这个星期参加了一个面试,面试中问到深浅拷贝的区别,然后我就简单了讲述了它们的之间的区别,然后面试官又继续问,如何实现一个深拷贝呢?当时只回答回答了一种方式,就是使用反射,然后面试官提示还可以通过反序列化和表达树的方式。然后又继续问,如果用反射来实现深拷贝的话,如何解决互相引用对象的问题呢? 当时我给出的答案是说那就不用反射去实现呗,用反序列化实现呗,或者直接避免使两个对象互相引用呗。然后面试官说,如果一定用反射来写,你是怎么去解决这个问题呢?这时候我就愣住了。
这样也就有了这篇文章。今天就来深入解析下深浅拷贝的问题。
首先,讲到深浅拷贝,自然就有一个问题来了?什么是深拷贝,什么又是浅拷贝呢?下面就具体介绍下它们的定义。
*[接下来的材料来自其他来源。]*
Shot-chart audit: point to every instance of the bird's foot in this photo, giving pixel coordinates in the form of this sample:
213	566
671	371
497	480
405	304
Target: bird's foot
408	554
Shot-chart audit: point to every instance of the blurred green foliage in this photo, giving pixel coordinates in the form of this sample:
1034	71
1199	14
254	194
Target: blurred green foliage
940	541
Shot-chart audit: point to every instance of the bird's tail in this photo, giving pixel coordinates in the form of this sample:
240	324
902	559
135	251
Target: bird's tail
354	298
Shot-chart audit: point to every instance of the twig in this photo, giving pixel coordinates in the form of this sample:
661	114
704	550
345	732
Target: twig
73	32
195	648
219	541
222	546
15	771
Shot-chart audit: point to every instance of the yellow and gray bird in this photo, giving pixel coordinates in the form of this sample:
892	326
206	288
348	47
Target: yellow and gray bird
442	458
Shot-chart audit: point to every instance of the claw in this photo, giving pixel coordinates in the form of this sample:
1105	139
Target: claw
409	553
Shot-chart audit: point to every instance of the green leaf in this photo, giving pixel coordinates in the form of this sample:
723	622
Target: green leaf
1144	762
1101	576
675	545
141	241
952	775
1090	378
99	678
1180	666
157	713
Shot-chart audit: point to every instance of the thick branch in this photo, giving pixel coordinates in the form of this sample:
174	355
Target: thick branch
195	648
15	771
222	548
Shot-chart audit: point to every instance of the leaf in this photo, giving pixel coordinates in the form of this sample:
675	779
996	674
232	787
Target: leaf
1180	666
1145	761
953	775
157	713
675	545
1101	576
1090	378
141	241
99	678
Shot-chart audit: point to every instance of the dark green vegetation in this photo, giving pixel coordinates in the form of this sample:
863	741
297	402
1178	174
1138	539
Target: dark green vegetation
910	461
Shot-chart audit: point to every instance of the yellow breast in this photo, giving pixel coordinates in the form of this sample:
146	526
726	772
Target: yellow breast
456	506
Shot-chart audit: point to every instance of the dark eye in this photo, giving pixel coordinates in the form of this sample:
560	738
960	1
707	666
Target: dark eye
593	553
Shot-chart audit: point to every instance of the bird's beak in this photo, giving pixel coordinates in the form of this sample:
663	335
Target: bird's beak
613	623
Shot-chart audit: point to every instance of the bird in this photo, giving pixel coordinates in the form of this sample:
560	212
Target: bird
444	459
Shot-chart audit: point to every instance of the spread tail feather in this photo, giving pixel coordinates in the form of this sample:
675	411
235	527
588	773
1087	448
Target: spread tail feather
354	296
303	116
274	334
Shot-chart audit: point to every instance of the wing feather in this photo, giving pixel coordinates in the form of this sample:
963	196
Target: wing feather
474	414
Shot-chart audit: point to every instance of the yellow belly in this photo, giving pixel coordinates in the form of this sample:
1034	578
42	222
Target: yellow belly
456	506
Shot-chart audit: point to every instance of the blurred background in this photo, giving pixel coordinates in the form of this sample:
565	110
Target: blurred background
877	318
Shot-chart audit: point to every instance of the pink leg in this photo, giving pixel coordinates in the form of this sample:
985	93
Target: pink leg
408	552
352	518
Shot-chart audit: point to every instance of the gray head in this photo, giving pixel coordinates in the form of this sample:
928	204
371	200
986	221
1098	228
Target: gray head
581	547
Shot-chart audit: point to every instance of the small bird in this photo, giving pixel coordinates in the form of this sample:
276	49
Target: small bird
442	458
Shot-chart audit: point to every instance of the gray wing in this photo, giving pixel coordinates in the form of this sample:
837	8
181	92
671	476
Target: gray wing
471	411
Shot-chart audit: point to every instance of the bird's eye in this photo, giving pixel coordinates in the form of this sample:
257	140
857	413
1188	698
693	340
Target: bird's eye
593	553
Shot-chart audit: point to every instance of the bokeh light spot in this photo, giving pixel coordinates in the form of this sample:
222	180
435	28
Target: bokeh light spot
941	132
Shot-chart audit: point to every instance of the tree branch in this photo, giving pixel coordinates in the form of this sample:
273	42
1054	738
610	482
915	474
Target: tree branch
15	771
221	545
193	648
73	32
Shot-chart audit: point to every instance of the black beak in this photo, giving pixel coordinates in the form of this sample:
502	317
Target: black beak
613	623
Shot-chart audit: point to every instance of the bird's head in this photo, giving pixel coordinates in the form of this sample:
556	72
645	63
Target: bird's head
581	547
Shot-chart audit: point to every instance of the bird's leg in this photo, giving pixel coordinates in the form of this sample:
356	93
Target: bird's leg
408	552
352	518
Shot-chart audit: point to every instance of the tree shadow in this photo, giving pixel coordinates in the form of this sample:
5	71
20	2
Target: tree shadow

深拷贝:指的是拷贝一个对象时,不仅仅把对象的引用进行复制,还把该对象引用的值也一起拷贝。这样进行深拷贝后的拷贝对象就和源对象互相独立,其中任何一个对象的改动都不会对另外一个对象造成影响。举个例子,一个人叫张三,然后使用克隆技术以张三来克隆另外一个人叫李四,这样张三和李四就是相互独立的,不管张三缺胳膊还是李四少腿了都不会影响另外一个人。在.NET领域,值对象就是典型的例子,如int, Double以及结构体和枚举等。具体例子如下所示:
int source = 123; // 值类型赋值内部执行深拷贝 int copy = source; // 对拷贝对象进行赋值不会改变源对象的值 copy = 234; // 同样对源对象赋值也不会改变拷贝对象的值 source = 345;
浅拷贝:指的是拷贝一个对象时,仅仅拷贝对象的引用进行拷贝,但是拷贝对象和源对象还是引用同一份实体。此时,其中一个对象的改变都会影响到另一个对象。例如,一个人一开始叫张三,后来改名字为张老三了,可是他们还是同一个人,不管张三缺胳膊还是张老三少腿,都反应在同一个人身上。在.NET中引用类型就是一个例子。如类类型。具体例子如下所示:
public class Person { public string Name { get; set; } } class Program { static void Main(string[] args) { Person sourceP = new Person() { Name = "张三" }; Person copyP = sourceP; // 浅拷贝 copyP.Name = "张老三"; // 拷贝对象改变Name值 // 结果都是"张老三",因为实现的是浅拷贝,一个对象的改变都会影响到另一个对象 Console.WriteLine("Person.Name: [SourceP: {0}] [CopyP:{1}]", sourceP.Name, copyP.Name); Console.Read(); } }
上面已经明白了深浅拷贝的定义,至于他们之间的区别也在定义中也有所体现。介绍完了它们的定义和区别之后,自然也就有了如何去实现它们呢?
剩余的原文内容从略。